Creating an Alarm Panel

An alarm panel displays alarms from an entities datasource. Visualization of entity datasource information (currently nodes and alarms) is normally done in tables.

This procedure creates an alarm panel using an alarm table visualization.

  1. In your dashboard, click the Add panel icon.

  2. Click Add Query.

  3. In the Query drop-down, select an entity datasource.

  4. From SELECT, choose Alarms.

  5. Create filters and conditions to specify the nodes/alarms to display:

    1. Note that you can use nested "and/or" logic.

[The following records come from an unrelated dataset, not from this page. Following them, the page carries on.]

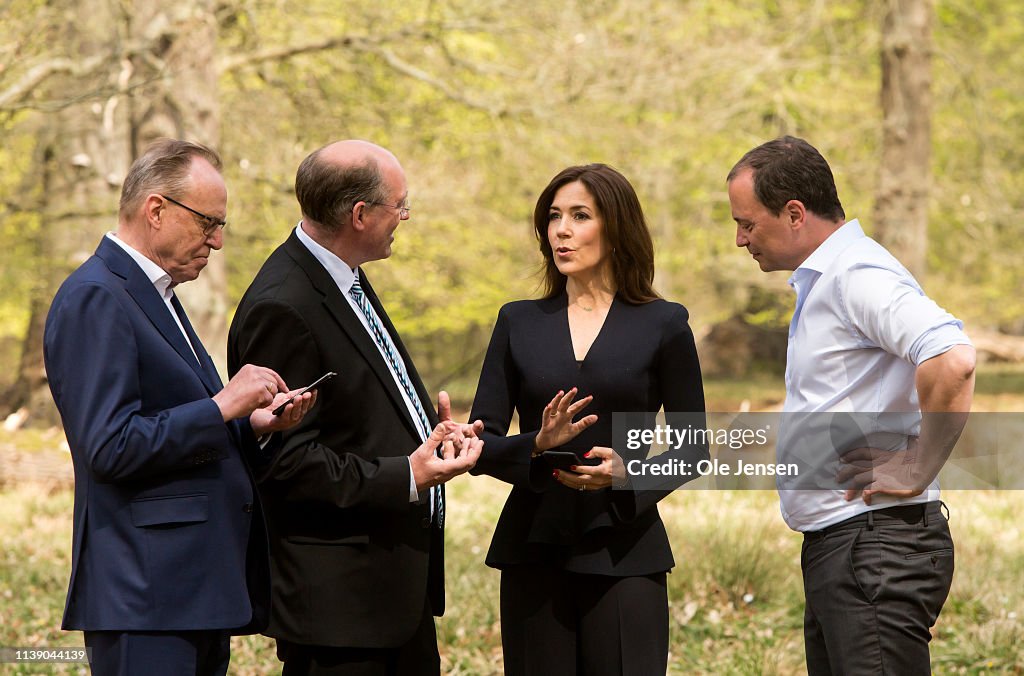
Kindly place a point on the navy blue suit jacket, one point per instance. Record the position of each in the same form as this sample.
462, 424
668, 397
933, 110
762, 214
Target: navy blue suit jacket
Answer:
168, 533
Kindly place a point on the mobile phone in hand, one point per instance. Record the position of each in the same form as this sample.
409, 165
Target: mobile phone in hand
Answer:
308, 388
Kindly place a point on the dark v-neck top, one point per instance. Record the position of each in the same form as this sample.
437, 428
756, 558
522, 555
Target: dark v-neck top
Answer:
642, 360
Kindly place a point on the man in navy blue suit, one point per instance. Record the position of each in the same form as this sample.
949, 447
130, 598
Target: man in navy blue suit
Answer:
169, 551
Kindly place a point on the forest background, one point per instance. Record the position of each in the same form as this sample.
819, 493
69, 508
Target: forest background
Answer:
483, 101
918, 104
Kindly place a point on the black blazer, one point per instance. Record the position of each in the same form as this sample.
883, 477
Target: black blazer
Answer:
643, 358
353, 562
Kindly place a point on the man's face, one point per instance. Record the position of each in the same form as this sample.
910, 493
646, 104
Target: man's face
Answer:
382, 219
769, 238
180, 245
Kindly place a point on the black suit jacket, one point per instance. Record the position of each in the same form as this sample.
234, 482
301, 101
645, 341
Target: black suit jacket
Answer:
353, 562
168, 533
643, 358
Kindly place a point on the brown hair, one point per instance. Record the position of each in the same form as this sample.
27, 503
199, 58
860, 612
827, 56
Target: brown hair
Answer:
162, 168
327, 192
625, 230
790, 168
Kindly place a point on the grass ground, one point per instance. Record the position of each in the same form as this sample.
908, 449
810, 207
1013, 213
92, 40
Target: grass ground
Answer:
735, 595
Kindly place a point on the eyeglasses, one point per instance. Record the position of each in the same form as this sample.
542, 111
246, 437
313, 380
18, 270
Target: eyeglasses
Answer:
402, 209
208, 223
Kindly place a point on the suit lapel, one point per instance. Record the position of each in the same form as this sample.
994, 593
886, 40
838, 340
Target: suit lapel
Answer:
144, 294
208, 372
339, 308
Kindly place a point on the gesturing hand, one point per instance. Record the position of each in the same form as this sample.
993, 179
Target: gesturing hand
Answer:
444, 415
556, 424
459, 456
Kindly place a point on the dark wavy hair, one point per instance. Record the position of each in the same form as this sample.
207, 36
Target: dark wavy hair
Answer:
625, 230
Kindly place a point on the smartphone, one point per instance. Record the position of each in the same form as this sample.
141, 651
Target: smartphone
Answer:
566, 459
311, 386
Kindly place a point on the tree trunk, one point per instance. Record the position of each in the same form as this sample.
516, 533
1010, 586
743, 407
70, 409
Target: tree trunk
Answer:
181, 101
80, 159
86, 149
901, 204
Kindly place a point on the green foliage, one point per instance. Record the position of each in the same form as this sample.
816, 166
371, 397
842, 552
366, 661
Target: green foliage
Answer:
735, 595
484, 100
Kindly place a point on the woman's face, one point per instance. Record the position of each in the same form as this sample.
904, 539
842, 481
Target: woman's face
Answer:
576, 233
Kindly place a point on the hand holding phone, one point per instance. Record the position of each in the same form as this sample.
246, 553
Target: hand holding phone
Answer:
308, 388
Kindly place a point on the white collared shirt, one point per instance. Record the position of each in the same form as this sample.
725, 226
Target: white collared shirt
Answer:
344, 277
860, 328
161, 281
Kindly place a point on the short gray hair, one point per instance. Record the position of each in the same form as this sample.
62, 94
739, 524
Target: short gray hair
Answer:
328, 192
162, 168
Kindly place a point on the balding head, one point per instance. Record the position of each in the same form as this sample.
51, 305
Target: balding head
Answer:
334, 178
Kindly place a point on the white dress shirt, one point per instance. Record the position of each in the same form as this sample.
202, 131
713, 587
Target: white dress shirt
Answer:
344, 276
161, 281
860, 328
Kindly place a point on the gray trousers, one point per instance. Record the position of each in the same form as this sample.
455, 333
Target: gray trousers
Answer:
873, 586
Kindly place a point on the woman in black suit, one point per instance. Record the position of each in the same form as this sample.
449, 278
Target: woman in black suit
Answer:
583, 565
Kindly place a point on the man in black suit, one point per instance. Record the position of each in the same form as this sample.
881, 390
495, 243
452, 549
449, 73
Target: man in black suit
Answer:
354, 502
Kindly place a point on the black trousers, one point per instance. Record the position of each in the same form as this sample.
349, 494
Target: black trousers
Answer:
560, 623
159, 653
418, 657
873, 586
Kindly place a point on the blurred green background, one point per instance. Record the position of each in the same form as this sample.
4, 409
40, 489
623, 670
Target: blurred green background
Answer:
483, 101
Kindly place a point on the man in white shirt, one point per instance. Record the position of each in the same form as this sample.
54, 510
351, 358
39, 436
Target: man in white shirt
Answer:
864, 340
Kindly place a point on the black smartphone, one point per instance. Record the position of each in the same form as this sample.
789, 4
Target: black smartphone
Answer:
311, 386
566, 459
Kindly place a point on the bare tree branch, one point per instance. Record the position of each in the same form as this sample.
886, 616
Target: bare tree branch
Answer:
409, 70
38, 74
282, 52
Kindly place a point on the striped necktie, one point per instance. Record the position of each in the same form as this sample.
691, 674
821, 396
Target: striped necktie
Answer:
398, 368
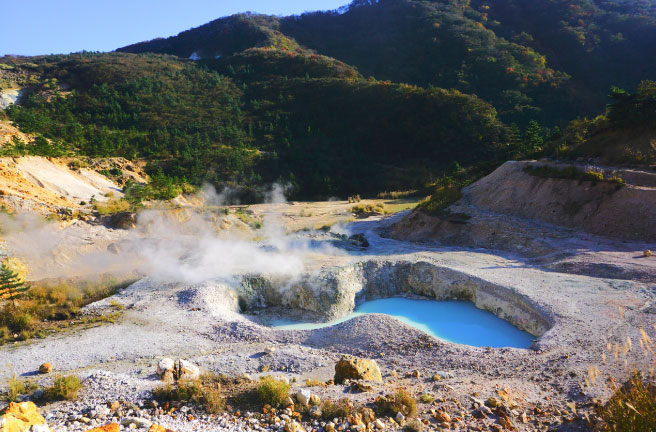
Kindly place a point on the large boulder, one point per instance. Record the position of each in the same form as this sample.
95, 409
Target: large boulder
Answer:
22, 417
358, 369
166, 369
187, 370
169, 370
123, 220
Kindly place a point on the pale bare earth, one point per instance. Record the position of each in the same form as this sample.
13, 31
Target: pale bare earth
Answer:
218, 322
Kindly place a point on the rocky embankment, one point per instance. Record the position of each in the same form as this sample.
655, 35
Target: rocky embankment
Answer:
597, 228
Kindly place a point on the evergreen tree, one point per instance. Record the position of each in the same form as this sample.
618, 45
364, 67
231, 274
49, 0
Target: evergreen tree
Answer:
11, 286
534, 137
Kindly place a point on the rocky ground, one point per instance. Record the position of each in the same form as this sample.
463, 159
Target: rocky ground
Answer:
213, 277
575, 319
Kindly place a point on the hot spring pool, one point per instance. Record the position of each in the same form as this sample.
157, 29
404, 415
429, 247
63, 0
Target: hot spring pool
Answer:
454, 321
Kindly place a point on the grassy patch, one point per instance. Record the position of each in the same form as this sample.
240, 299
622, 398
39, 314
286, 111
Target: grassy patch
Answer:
205, 392
16, 387
52, 306
399, 401
340, 409
112, 206
570, 173
246, 216
632, 407
443, 196
271, 391
399, 205
398, 194
63, 388
427, 398
313, 383
363, 210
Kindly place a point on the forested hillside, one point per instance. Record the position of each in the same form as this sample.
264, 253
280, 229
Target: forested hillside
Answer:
330, 135
380, 95
546, 60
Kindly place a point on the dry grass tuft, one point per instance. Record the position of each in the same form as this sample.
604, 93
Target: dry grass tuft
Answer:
632, 407
63, 388
204, 392
400, 401
271, 391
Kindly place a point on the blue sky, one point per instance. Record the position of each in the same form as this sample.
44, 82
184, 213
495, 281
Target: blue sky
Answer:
33, 27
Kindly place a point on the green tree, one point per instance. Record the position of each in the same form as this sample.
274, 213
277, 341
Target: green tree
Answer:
11, 285
534, 137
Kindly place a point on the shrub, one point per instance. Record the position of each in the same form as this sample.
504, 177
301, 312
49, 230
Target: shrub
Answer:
19, 320
593, 176
340, 409
112, 207
204, 392
413, 426
400, 401
632, 407
361, 210
442, 197
427, 398
15, 387
272, 392
312, 382
63, 388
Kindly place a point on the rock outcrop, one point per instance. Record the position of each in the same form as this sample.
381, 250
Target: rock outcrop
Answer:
169, 370
358, 369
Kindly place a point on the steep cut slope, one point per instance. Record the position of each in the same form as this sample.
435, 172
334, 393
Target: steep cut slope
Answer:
604, 208
45, 185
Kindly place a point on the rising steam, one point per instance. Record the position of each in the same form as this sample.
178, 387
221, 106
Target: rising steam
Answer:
167, 246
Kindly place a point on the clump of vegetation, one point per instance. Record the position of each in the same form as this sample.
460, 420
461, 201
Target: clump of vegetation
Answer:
246, 216
112, 206
64, 387
632, 407
569, 173
427, 398
340, 409
11, 284
205, 392
16, 387
401, 401
413, 425
271, 391
48, 306
398, 194
368, 209
441, 198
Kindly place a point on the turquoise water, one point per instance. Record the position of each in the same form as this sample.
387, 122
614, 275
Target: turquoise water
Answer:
454, 321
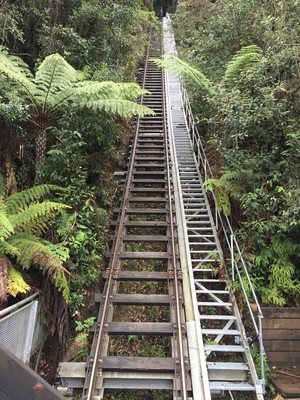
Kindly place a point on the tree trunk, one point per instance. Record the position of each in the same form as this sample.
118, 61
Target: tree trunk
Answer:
11, 182
40, 148
4, 266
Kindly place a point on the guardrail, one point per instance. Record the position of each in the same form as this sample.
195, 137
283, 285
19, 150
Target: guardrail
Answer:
239, 270
21, 331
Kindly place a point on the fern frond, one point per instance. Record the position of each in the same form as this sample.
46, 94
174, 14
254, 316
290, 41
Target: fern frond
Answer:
123, 108
186, 71
2, 185
28, 245
6, 228
55, 270
21, 200
34, 251
34, 214
221, 194
53, 75
17, 71
16, 283
91, 90
243, 60
8, 249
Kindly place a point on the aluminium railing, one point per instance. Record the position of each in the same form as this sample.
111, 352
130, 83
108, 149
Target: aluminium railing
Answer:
239, 270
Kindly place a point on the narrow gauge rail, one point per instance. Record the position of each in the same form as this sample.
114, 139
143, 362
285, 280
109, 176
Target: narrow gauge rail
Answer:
144, 250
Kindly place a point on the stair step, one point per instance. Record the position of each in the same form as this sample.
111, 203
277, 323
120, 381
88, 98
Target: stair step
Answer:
231, 371
212, 291
239, 387
227, 366
140, 328
218, 317
232, 332
224, 348
214, 304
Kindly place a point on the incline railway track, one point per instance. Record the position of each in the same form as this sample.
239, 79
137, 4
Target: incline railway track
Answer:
144, 253
168, 317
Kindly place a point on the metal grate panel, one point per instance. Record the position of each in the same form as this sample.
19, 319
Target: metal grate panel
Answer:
17, 330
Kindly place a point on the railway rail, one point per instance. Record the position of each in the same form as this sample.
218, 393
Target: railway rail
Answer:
167, 264
144, 250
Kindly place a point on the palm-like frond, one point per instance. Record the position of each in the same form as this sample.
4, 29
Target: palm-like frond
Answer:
20, 200
244, 59
53, 76
33, 251
17, 71
8, 249
6, 228
123, 108
33, 216
16, 282
186, 71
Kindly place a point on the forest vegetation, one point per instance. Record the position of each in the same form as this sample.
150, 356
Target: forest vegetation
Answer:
68, 87
241, 61
67, 81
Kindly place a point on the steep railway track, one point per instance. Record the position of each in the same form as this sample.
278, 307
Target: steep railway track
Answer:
144, 255
168, 317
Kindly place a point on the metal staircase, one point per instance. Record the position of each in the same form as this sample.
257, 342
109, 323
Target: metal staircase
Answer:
222, 340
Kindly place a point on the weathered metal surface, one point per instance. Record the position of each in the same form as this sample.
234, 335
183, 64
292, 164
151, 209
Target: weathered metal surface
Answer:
19, 382
282, 335
144, 239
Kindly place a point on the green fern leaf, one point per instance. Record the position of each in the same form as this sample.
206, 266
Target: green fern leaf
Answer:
242, 61
9, 250
16, 283
21, 200
18, 71
53, 75
33, 214
6, 228
221, 194
123, 108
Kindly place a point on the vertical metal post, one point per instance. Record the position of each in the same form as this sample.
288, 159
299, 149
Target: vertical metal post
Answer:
232, 257
261, 348
30, 331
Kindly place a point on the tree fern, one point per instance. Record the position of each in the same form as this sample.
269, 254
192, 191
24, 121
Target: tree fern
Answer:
230, 183
34, 213
56, 87
6, 227
18, 71
22, 218
124, 108
188, 73
244, 59
221, 194
16, 283
20, 200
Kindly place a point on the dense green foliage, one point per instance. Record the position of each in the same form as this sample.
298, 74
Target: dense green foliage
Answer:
23, 220
62, 110
249, 50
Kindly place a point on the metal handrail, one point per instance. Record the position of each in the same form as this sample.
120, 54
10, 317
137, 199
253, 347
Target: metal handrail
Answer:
239, 269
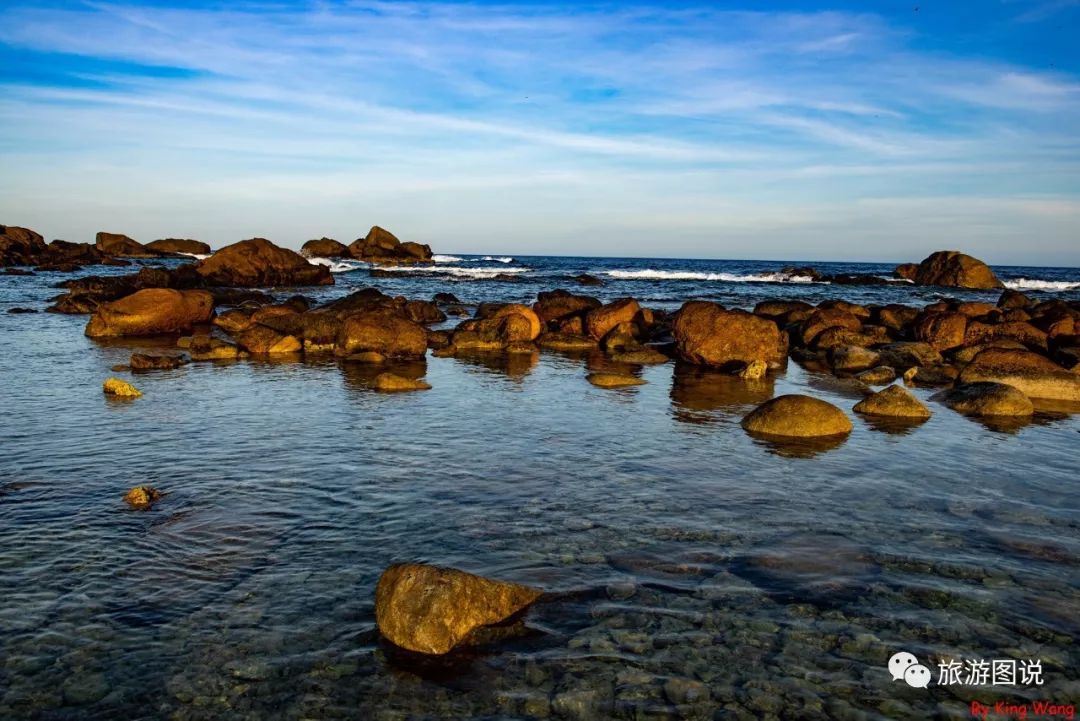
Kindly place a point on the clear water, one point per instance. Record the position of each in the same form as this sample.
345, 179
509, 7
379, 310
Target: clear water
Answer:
682, 556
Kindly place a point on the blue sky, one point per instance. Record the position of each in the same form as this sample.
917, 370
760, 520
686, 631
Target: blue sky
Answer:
785, 130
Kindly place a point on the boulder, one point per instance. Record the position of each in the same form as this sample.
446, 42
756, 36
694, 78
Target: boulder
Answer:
613, 380
706, 334
180, 245
892, 402
325, 247
382, 330
986, 399
941, 330
258, 262
150, 312
115, 386
431, 610
956, 270
797, 417
21, 246
393, 383
145, 362
599, 321
117, 244
1034, 375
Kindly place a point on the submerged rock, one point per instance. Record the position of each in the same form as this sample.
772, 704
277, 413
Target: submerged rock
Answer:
797, 417
142, 497
431, 610
393, 383
120, 389
150, 312
986, 399
892, 402
613, 380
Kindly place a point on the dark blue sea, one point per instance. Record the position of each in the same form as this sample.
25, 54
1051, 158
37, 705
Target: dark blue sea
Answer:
692, 572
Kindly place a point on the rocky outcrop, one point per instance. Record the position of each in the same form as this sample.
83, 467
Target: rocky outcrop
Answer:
705, 334
797, 417
982, 399
892, 402
325, 247
385, 331
954, 270
381, 246
257, 262
180, 246
1036, 376
431, 610
150, 312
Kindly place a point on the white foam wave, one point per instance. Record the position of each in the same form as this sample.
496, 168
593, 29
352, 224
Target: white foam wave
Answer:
480, 273
1036, 284
650, 274
338, 266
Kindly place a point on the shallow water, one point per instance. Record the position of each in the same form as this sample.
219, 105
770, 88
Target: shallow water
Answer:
693, 572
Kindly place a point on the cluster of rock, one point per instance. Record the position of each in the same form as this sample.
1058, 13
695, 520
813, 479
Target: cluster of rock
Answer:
379, 246
22, 246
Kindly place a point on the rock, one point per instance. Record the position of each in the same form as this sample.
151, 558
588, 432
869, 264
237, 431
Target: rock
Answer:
601, 321
385, 331
956, 270
143, 497
180, 245
613, 380
755, 370
878, 376
325, 247
258, 262
1036, 376
797, 417
892, 402
941, 330
562, 341
392, 383
150, 312
986, 399
381, 246
851, 358
144, 362
642, 356
431, 610
706, 334
584, 279
261, 340
117, 244
21, 246
120, 389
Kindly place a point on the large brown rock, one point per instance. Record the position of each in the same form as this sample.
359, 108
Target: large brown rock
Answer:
381, 246
180, 245
325, 247
431, 610
601, 321
1036, 376
117, 244
385, 331
258, 262
21, 246
956, 270
150, 312
797, 417
705, 334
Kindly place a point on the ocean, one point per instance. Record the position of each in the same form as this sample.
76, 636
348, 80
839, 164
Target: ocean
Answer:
690, 570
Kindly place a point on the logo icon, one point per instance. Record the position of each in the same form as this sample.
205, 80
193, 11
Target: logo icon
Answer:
905, 667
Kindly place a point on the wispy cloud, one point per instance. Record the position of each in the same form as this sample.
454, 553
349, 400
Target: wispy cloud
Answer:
412, 113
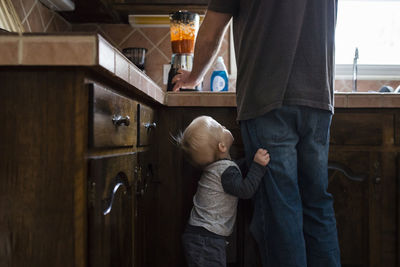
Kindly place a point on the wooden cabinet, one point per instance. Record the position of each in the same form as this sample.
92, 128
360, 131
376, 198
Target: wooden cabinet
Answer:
366, 211
364, 141
71, 175
111, 202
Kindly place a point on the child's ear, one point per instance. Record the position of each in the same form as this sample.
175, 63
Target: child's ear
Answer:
222, 147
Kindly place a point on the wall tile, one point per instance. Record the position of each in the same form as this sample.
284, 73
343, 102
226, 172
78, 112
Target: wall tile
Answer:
27, 5
9, 53
57, 51
36, 17
154, 63
18, 8
45, 14
35, 20
155, 35
136, 39
117, 32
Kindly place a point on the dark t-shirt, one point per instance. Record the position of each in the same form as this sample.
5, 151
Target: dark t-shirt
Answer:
284, 53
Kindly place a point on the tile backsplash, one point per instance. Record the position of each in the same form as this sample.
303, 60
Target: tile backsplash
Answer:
35, 17
155, 39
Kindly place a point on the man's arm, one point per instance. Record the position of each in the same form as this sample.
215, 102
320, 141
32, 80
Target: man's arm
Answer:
206, 48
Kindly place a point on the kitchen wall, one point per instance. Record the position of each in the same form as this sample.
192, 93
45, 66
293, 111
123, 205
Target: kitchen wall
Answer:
35, 17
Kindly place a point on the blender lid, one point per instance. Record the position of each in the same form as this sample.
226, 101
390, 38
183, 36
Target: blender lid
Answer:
183, 15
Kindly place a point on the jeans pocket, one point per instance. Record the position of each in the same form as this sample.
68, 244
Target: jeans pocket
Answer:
272, 128
321, 133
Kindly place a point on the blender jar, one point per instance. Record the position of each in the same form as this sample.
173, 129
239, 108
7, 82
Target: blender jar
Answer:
184, 26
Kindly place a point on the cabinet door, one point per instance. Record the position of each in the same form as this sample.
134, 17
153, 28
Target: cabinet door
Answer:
352, 207
110, 211
146, 210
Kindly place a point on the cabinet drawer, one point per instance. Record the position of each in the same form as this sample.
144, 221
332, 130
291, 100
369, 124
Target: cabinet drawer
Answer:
372, 129
112, 119
146, 125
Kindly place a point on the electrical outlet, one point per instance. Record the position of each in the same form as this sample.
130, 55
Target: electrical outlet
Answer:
166, 68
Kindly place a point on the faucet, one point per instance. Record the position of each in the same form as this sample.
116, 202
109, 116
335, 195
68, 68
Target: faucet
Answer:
355, 70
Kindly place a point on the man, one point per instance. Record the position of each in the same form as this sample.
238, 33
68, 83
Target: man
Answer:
285, 59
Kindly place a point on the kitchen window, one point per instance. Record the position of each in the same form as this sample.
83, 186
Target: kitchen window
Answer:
372, 26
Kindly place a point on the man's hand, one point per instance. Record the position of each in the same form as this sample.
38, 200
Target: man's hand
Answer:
262, 157
183, 80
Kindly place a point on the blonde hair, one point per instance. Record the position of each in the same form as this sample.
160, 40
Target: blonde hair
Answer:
200, 140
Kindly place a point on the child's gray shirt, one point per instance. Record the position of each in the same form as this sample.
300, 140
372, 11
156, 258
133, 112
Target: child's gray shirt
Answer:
220, 186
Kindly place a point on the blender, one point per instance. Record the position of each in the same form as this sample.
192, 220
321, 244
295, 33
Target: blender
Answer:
183, 26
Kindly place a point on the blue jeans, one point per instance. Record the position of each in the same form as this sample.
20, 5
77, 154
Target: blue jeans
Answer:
293, 222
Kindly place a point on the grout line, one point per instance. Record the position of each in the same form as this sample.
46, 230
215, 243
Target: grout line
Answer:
107, 37
147, 38
162, 39
30, 11
127, 37
23, 10
29, 25
161, 52
41, 17
20, 47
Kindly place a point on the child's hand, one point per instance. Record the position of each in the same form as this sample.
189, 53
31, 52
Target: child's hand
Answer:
262, 157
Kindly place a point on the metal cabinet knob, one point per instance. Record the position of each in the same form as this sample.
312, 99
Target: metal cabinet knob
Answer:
149, 125
118, 120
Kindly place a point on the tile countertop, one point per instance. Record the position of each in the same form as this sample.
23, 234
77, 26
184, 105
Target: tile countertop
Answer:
92, 50
228, 99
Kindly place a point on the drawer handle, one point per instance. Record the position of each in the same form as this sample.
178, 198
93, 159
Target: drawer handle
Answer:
118, 120
149, 126
119, 180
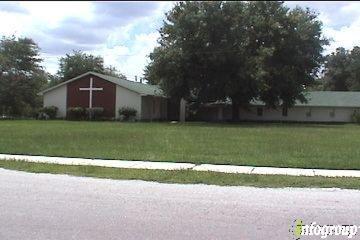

    2. You can order by ascending (oldest alarms first) or descending (most recent alarms) and limit the number of alarms displayed.

    3. Toggle featured attributes on to display select attributes. Toggle it off to display all attributes in the drop-downs.

    Alarm table
    Sample alarm table configuration
  6. In the left menu, click the visualization icon.

  7. In the Visualization drop-down, select Graph.

  8. Select an Alarm Table graph.

    1. With alarms, you can also choose Table or Alarm histogram; with nodes, choose Table

    2. The graph appears in the top of the panel.

    3. You can further customize the graph by specifying information in the bottom half of the screen.